GREENSBORO, N.C. — Across the state, we're seeing another surge in COVID-19 hospitalizations - with nearly 3,000 patients in North Carolina seeking treatment and care. The doctors, nurses, and healthcare heroes who battled to save lives early on in the pandemic are overwhelmed again. 

Inside the medical ICU at Moses Cone Hospital, nurses Lisa Frei and Kimberly Jenkins aren't having those tough conversations with their patients - the ones where their patients express regret not getting vaccinated. 

That's because the people they're treating are already too far gone. 

"I’ll be very honest with you - I haven’t had the opportunity, because all the patients I’ve cared for are all on a ventilator," Frei said. "So, the conversation of 'I wish I would’ve gotten my shot, I wish I would’ve taken it seriously'...those conversations are kind of not happening a lot in ICU, because they (the patients) are already that bad off.

"It’s so saddening and frustrating at the same time that all of this can be preventable," Frei continued. 

"They don't really say much except 'help me,'" said Jenkins. "They're all gasping for air, or confused, or not coherent at all."

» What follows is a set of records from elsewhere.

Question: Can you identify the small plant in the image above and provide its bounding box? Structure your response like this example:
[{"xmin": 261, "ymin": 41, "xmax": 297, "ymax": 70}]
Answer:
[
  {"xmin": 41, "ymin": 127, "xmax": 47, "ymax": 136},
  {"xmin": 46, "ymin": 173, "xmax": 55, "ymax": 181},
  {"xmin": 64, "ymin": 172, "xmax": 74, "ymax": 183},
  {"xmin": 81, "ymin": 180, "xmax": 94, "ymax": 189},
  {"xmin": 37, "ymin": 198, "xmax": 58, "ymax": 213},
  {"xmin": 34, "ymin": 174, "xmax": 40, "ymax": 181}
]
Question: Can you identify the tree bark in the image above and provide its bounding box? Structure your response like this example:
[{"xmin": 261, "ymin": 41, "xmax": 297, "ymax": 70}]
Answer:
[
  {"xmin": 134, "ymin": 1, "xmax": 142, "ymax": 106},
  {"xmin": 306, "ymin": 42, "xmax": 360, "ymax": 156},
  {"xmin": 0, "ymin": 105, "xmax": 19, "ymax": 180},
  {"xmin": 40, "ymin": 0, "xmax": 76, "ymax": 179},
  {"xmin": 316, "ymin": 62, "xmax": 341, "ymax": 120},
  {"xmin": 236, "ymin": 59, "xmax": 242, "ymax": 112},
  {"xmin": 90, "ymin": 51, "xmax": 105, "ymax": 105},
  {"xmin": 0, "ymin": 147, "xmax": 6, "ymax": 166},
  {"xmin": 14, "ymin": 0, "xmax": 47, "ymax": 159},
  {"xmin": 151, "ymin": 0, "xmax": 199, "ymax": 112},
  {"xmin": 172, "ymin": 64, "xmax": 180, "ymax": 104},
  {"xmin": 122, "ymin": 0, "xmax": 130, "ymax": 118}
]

After more than a year of treating patients, the new wave of patients is upsetting, frustrating, and absolutely exhausting for the medical teams. The patients they see are generally younger, unvaccinated, and getting even sicker this time around.

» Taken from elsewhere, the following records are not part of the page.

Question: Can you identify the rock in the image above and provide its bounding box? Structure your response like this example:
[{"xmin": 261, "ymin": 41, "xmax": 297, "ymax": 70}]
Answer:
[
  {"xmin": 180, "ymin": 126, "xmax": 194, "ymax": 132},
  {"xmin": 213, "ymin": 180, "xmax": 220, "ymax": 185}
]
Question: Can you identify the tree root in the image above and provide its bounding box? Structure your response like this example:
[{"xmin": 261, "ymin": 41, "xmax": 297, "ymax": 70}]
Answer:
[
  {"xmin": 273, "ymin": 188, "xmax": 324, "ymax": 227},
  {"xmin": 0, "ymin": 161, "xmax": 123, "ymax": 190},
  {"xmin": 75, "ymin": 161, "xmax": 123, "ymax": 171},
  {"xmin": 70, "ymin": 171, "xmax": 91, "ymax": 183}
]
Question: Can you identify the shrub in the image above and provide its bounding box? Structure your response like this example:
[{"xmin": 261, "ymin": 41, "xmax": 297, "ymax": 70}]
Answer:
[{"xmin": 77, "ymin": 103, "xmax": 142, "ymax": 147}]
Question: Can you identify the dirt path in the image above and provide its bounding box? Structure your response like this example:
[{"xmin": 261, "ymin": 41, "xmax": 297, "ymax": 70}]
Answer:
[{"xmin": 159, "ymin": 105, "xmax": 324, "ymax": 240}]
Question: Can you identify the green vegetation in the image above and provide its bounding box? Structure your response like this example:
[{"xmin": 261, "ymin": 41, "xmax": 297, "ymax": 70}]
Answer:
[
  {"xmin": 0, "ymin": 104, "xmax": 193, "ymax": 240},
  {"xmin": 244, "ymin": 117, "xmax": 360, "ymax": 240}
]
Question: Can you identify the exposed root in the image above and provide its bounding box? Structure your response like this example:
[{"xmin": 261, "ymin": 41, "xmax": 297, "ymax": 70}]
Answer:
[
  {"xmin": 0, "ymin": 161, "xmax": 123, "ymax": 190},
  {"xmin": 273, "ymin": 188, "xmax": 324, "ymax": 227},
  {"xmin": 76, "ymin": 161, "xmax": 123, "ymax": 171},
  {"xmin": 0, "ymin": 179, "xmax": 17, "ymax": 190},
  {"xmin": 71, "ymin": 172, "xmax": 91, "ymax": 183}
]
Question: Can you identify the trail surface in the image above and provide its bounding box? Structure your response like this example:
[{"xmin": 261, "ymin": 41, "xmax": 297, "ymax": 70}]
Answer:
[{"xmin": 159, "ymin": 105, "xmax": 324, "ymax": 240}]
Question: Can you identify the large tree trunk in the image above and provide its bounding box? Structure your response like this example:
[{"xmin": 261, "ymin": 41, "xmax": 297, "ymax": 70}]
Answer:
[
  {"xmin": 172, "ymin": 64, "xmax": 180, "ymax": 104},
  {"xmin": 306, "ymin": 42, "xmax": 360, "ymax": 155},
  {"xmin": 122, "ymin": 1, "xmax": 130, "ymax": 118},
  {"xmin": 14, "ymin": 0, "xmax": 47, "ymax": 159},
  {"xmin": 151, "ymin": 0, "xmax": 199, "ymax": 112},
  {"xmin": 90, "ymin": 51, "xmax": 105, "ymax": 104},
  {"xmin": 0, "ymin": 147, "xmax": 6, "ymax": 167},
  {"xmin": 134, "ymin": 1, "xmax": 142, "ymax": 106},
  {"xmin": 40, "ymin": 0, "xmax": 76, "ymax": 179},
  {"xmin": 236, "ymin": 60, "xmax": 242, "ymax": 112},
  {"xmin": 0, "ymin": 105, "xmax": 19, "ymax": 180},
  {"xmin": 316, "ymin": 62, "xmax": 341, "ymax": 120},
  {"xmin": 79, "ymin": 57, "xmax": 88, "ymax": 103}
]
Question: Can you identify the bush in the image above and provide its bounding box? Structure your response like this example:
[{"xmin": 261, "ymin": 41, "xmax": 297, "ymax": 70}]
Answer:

"I think that we are frustrated because it is preventable. The vaccine has proven that it works," Frei said. "There’s a lot of sadness that comes along with it. There are many days where I go home and I just cry."

"We cry because we give so much of our lives here - our emotional life, our physical life, our mental life - to care for other people. We are nurses because we love to care for other people - and we want to see good, and do good. It is very frustrating that...despite our best efforts, we are unable to do that for people," she continued. 

Jenkins said this time around, the suffering seems different. 

"Because, it could have been avoided," she said. 

Jenkins and other nurses are reliving the heartbreak with the patients and their families. 

"The absolute hardest thing is that the families can’t be there. They can’t come in the room. They can look on the TV screen at their patient dying, and I have to be with them because I don’t want them to die alone, so I hold their hand. I cry with them," she said. 

Both nurses hope is that people see the current trends and react: get vaccinated.

"I wish I could put a GoPro on my head, and just go through 12 hours in the COVID ICU. For the people that don't want to get vaccinated or are scared… I think they would change their mind," Jenkins said. "We don’t have anybody in the ICU that came because of side effects of the vaccine. They came because they didn’t get the vaccine and they have COVID."

The nurses agree, it's going to take all of us to get through this. 

"I wholeheartedly believe that it is our civic today to look out for one another," Frei said. "I would really love it if people could kind of think of it as a whole. We are all in this together. Let’s do this together."